There is another interesting trend within the car segments that tends to make one ask a few questions. For the third consecutive week none of the ten segments increased with the -$44 overall average segment change for the past week being the largest declining level over the past fourteen weeks. The more interesting trend involves the three segments that have been the most solid retention segments during the three month period of February 1 to May 1 for each of the past three years, the Entry Level Cars, the Entry Mid-size Cars and the Upper Mid-size Cars. Most recently, during the past four weeks, each of these segments declined. This is a complete turnaround from the previous seven weeks of increasing values for the Upper Mid-size Cars and the previous eight week of increases for the Entry Mid-size Cars. The Entry Level Cars had increased for six of the previous seven weeks prior to the most recent four week decline.

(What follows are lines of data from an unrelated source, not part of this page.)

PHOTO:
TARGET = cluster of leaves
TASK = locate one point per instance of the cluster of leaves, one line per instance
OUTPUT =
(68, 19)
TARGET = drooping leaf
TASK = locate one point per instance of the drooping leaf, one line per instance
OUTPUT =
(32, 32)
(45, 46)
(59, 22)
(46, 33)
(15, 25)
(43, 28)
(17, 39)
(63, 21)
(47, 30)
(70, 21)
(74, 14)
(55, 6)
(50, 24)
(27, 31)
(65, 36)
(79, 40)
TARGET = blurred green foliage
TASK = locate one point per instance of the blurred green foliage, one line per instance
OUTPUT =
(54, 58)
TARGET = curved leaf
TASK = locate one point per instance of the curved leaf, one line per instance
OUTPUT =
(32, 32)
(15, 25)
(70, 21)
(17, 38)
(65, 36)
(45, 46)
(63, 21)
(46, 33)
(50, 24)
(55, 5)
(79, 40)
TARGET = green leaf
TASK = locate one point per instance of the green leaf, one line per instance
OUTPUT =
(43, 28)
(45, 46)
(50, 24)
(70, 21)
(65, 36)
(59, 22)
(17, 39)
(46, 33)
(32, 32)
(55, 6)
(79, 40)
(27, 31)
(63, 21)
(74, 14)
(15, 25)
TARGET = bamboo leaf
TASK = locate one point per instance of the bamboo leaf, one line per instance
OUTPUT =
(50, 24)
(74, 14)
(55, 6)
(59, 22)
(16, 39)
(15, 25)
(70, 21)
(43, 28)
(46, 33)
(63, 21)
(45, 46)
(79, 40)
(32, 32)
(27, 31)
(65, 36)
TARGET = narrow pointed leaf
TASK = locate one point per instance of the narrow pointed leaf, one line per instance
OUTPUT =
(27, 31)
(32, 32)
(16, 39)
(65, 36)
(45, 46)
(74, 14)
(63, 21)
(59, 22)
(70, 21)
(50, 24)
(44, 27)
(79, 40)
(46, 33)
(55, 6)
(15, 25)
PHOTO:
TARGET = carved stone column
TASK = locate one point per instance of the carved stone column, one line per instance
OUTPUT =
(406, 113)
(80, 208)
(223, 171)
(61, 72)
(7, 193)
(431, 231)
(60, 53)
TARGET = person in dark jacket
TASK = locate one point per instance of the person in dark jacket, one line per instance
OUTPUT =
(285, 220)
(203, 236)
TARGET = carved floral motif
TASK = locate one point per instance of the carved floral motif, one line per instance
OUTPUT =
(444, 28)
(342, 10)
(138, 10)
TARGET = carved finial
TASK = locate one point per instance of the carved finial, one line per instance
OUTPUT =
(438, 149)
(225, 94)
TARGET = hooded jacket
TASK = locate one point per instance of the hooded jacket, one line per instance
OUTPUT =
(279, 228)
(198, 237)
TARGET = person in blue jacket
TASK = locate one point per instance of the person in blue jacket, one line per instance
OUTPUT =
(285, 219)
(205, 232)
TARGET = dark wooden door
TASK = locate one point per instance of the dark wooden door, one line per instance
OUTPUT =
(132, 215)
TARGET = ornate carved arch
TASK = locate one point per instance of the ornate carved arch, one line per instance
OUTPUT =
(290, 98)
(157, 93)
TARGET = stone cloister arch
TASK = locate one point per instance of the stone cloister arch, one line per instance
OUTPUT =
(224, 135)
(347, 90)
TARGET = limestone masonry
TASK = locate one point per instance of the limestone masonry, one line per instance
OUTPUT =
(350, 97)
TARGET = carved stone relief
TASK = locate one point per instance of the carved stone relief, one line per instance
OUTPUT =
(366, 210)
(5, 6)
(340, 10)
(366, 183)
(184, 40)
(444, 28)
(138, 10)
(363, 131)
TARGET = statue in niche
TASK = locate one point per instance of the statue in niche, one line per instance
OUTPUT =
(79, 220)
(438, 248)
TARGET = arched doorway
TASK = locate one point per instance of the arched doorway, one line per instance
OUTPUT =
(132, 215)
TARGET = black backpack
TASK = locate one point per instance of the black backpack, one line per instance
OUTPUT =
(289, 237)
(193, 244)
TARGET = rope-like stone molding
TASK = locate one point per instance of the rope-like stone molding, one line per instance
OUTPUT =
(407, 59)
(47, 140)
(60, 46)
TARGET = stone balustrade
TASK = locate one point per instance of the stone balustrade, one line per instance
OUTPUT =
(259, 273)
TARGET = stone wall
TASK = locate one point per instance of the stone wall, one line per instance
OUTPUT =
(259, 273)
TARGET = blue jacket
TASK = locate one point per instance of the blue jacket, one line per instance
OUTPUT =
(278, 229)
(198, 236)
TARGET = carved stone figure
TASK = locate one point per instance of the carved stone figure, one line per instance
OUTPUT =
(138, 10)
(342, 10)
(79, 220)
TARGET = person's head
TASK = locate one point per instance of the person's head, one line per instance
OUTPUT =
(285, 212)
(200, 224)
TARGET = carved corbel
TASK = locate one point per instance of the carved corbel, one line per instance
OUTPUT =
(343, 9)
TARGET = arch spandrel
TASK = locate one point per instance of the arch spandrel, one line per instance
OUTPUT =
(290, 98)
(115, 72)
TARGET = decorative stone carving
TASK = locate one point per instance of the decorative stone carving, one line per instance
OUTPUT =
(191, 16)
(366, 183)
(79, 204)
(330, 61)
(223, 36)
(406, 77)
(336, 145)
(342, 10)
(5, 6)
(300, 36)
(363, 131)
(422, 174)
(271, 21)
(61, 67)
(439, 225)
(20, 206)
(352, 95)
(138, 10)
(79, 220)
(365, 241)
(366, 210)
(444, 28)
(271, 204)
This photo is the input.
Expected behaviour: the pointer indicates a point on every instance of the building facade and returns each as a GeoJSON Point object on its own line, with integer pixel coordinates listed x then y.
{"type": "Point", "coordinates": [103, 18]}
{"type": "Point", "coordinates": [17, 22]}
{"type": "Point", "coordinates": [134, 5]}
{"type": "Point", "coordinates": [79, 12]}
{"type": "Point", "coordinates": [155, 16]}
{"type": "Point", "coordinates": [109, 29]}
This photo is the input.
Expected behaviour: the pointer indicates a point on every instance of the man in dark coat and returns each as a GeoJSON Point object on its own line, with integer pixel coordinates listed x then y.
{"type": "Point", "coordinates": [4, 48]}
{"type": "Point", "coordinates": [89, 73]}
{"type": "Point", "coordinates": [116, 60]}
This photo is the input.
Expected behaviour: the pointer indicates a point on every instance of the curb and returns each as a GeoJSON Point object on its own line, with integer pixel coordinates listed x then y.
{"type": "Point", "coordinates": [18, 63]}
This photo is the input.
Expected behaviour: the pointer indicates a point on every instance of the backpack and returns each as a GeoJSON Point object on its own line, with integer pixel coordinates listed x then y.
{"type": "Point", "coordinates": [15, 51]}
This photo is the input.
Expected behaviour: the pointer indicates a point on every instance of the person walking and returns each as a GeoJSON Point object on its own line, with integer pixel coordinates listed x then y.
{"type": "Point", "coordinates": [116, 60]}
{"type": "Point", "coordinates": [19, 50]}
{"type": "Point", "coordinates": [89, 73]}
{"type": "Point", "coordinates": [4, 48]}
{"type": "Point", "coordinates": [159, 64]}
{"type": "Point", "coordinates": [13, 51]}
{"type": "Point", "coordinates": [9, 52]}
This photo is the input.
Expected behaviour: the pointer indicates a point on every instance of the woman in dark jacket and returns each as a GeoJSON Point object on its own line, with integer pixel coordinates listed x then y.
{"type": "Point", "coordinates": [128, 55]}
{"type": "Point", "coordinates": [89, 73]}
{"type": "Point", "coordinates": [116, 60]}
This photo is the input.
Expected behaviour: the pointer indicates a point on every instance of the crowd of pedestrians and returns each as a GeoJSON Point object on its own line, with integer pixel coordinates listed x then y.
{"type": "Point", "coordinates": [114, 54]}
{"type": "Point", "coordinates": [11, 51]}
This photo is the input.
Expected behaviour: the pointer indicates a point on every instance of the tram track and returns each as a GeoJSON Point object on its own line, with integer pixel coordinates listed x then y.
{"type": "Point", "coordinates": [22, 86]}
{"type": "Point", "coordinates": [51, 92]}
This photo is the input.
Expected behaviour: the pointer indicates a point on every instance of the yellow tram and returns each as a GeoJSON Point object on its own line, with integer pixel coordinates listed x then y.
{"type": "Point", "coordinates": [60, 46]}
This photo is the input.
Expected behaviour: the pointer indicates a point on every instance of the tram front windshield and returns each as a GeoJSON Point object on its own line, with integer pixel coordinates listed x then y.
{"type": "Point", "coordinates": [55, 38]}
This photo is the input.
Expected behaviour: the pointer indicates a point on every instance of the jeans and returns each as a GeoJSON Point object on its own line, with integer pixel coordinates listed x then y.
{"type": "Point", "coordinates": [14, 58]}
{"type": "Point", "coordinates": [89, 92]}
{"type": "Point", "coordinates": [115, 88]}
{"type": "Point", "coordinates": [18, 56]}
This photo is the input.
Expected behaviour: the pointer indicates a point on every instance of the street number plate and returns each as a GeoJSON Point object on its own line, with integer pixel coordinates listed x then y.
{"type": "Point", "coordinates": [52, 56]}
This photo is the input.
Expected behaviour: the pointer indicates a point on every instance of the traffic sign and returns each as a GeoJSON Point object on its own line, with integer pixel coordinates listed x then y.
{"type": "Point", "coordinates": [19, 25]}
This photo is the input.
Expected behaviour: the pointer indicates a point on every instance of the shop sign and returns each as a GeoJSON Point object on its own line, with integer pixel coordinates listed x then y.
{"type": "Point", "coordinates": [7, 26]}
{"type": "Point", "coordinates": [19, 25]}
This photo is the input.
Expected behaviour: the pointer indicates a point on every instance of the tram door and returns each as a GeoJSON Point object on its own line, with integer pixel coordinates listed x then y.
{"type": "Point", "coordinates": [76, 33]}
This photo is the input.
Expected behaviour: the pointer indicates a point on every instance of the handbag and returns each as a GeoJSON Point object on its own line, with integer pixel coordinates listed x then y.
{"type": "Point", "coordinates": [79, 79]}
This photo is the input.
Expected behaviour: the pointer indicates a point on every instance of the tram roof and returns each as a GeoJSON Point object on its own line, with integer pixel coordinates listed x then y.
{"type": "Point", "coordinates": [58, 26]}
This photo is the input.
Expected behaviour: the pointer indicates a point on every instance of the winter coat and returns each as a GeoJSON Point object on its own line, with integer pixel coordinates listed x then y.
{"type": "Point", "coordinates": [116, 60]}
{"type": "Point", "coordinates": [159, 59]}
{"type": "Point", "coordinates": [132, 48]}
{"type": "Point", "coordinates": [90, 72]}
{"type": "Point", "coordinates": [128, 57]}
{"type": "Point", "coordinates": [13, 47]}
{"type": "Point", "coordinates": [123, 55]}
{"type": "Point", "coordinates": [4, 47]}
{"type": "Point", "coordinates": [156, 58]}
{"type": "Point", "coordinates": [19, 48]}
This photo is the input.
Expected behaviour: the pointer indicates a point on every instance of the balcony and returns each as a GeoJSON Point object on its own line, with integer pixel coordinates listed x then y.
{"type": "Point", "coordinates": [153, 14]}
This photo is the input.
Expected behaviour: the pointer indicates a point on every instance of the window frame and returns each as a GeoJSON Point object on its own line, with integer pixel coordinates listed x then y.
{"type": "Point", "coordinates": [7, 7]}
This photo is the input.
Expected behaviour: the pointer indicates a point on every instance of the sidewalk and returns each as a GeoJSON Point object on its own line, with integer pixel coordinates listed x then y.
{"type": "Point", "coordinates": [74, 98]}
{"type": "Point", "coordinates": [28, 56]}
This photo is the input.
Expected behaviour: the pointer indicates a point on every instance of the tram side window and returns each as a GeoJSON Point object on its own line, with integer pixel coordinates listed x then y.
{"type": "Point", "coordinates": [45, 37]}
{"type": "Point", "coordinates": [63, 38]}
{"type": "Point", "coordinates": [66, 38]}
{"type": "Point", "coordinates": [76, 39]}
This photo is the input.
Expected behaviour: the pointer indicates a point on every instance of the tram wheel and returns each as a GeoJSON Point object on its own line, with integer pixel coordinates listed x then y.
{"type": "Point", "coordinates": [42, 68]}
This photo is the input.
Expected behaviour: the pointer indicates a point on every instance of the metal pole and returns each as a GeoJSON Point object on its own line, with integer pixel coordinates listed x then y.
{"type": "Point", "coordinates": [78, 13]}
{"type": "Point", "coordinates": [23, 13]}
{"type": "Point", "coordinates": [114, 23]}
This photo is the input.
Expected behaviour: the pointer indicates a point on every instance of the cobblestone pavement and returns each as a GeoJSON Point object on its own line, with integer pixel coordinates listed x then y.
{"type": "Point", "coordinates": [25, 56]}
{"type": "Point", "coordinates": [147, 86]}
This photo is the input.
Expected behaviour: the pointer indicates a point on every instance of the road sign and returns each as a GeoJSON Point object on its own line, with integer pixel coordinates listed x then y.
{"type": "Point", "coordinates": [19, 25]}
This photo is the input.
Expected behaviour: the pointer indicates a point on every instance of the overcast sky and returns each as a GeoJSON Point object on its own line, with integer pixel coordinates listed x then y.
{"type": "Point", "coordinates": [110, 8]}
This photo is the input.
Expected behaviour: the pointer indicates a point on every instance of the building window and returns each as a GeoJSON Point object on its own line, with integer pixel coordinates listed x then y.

The question is why the abrupt and opposite more recent trend?
These are some of the more fuel efficient vehicles which are not supporting the declining values with the also declining gas prices since the middle of February. We feel one has to only look at the overall average price of the cars within these three segments. With these segments being the three lowest priced segments, they come closer to being at the price point that gets attention during the spring tax market. Since the week ending April 19, 2013, these more affordable segments have been consistently softening in value.
Even with the overall declines within seventeen of the twenty-four segments, a comment from the New England area saying it is an “ok market” was echoed with a comment from the California market saying the activity was “nothing special”.